O dia
era mais quente do que o normal. Fevereiro dava mostras de que o sol podia
fritar qualquer coisa. Até miolos. Então o meu senso de felino se manifestou e
tive a impressão de que deveria fazer o mangueio com inteligência. Catei uma
dúzia de livros de bolso e soquei na mochila. Conferi as tralhas e vi que
estava tudo preparado. Saí fumegando ao tempo em que sentia o calor que subia
do asfalto. Acho que essa porra vai derreter, pensei, imaginando uma gelatina
pegando em meus pés. Andei até a Primeiro de Maio, sentei no banco, descansei
alguns segundos até que o suor secasse em minha pele e grudasse a camiseta em
meu corpo. Bebi um gole de água e rapidinho estava com o varal esticado. Contei
as peças e tinha um bom volume, mais de 40. Saquei um livro como se fosse um 38
e comecei a ler. Não demorou muito e alguém parou, você vem sempre aqui, né?!,
disse, em um misto de pergunta e afirmação. Aham, venho sim, respondi. Gosto do
seu trampo, falou. Vi que era um moleque da baixada da Glória. Qual deles é o
seu preferido?, perguntei. Ele rapidamente apontou com o dedo. Deixei um
sorriso escapar como quem se entrega.

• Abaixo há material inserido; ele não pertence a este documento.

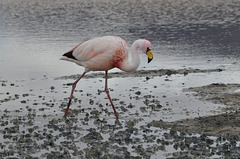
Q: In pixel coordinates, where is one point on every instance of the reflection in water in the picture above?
(35, 33)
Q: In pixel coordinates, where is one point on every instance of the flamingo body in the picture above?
(105, 53)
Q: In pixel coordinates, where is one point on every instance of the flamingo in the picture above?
(105, 53)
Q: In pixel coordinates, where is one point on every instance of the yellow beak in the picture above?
(150, 55)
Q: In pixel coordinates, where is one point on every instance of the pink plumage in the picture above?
(105, 53)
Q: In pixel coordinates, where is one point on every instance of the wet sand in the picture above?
(33, 126)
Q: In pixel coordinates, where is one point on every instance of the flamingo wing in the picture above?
(98, 53)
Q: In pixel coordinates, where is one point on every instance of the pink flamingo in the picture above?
(105, 53)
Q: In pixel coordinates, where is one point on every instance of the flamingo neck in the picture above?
(132, 62)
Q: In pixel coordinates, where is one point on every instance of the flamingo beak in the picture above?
(149, 54)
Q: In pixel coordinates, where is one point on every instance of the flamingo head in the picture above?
(146, 48)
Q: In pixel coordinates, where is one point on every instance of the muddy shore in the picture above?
(36, 130)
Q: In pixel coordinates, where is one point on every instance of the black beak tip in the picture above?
(149, 60)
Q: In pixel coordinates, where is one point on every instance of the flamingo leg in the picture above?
(107, 91)
(73, 87)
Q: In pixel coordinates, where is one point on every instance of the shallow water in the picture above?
(185, 34)
(34, 34)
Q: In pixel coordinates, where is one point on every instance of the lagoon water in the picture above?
(35, 33)
(199, 34)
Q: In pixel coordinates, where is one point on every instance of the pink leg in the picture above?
(107, 91)
(73, 87)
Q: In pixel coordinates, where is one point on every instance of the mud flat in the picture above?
(33, 126)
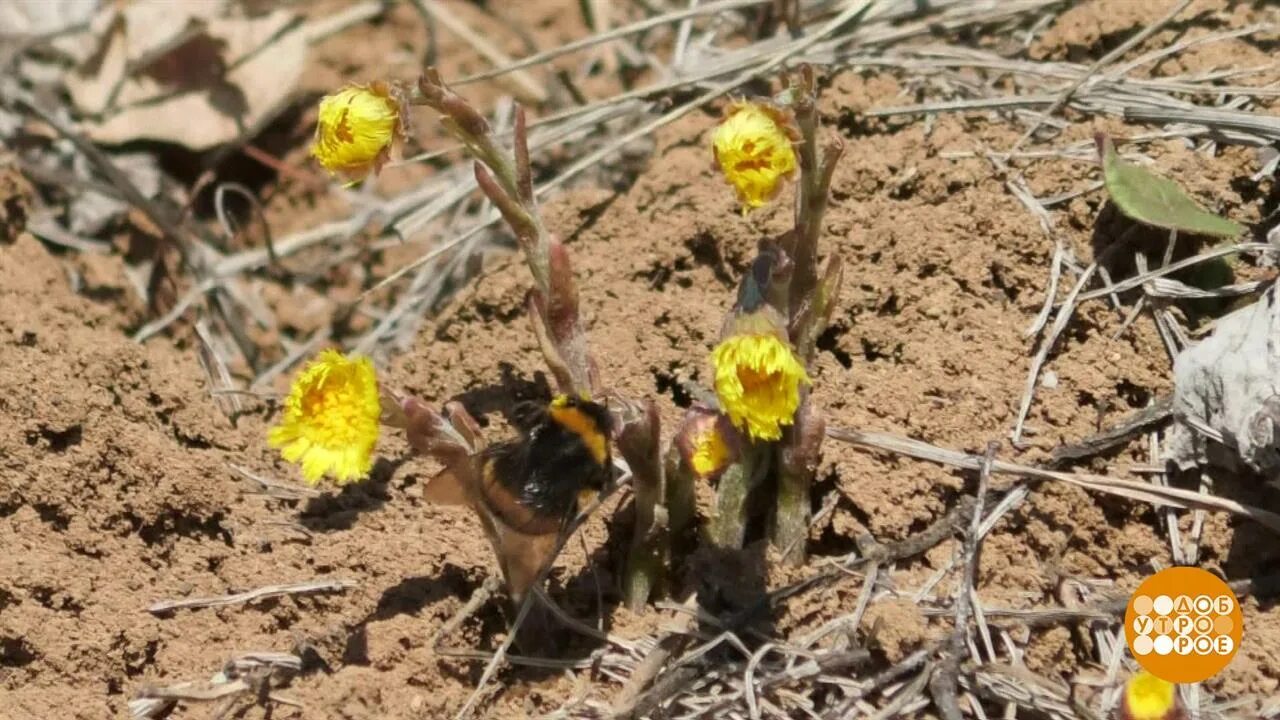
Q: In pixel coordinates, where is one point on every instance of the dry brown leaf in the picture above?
(178, 87)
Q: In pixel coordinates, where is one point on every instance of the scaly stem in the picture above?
(727, 525)
(798, 463)
(640, 443)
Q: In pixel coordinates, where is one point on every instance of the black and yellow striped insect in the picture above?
(528, 491)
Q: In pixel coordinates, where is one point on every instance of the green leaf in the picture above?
(1157, 201)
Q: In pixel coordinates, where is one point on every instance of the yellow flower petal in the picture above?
(758, 383)
(711, 452)
(754, 153)
(1147, 697)
(330, 419)
(356, 130)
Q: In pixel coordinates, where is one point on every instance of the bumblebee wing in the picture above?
(448, 487)
(524, 556)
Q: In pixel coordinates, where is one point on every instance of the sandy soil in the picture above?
(117, 487)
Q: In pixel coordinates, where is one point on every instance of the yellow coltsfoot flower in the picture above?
(356, 130)
(758, 383)
(330, 419)
(753, 149)
(1147, 697)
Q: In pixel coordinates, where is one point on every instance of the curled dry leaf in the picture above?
(176, 73)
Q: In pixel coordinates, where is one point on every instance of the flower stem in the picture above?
(640, 442)
(798, 464)
(727, 525)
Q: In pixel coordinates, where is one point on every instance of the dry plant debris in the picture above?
(845, 548)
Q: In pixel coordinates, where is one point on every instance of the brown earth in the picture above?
(117, 490)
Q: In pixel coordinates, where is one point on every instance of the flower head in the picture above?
(1147, 697)
(758, 382)
(753, 149)
(330, 419)
(707, 442)
(356, 130)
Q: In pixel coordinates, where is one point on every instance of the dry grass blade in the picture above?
(526, 89)
(1142, 492)
(1060, 320)
(622, 31)
(325, 584)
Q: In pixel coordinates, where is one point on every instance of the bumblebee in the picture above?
(529, 490)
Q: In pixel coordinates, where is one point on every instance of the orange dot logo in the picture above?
(1183, 624)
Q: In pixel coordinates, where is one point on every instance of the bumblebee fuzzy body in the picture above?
(526, 491)
(534, 483)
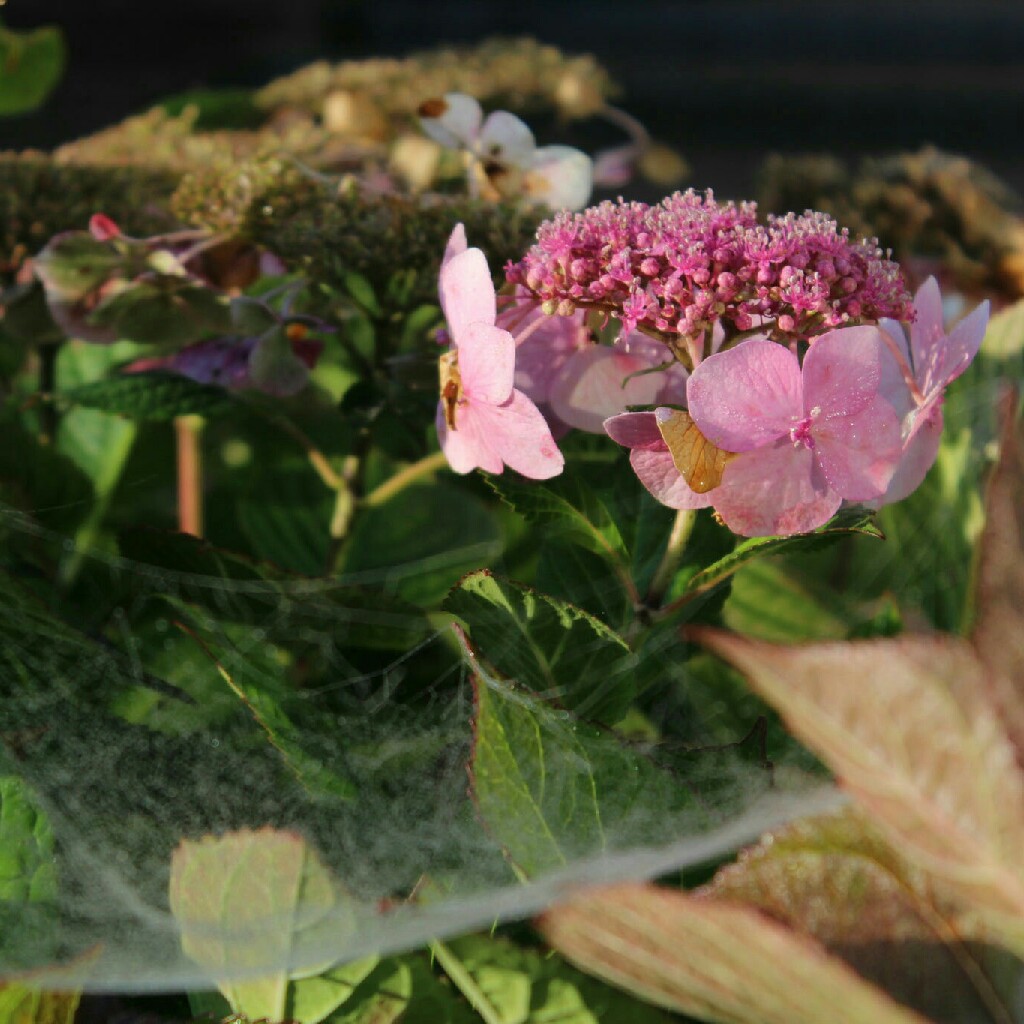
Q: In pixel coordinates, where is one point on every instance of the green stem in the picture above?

Catei o desenho e disse, pode levar,
mano, é seu. O guri arregalou os olhos, apertou minha mão e disse, Afobório,
você é de fé, sorte e luz, sempre! Sem saber o que responder deixei a minha
frase costumeira para estas horas, é nóis! Acendi um careta e pensei, o
universo é justo.
Saio para levar o lixo até o contêiner. O tempo está carregado e vem mais chuva e mais desgraça e isso está me atormentando. Tem um vento frio que se parece com o que sopra no inverno. Alguns pássaros cantam ao tempo em que motoristas afoitos buzinam e gesticulam uns para os outros sempre que dois ou três carros se encontram em uma esquina. Logo vejo dois cães que me cercam e começam a latir. São os mesmos de todos os dias. Agora, manter os próprios cachorros na rua como se estivessem em área privada é o novo normal. Aliás, não aguento mais essa teoria de o novo normal para tudo, como se o mundo houvesse virado de cabeça para baixo. Em pouco tempo escuto rosnadas, olho firme para um deles e digo em alto e bom som: se tu te bobear vou ter de te chamar na pedra. O cão pressente que existe algo de diabólico comigo e hesita. Largo o lixo para dentro do contêiner e em dois segundos tenho quatro pedras em minhas mãos. O canino, incrédulo, ainda me olha e eu olho para ele. Lá pelas tantas v...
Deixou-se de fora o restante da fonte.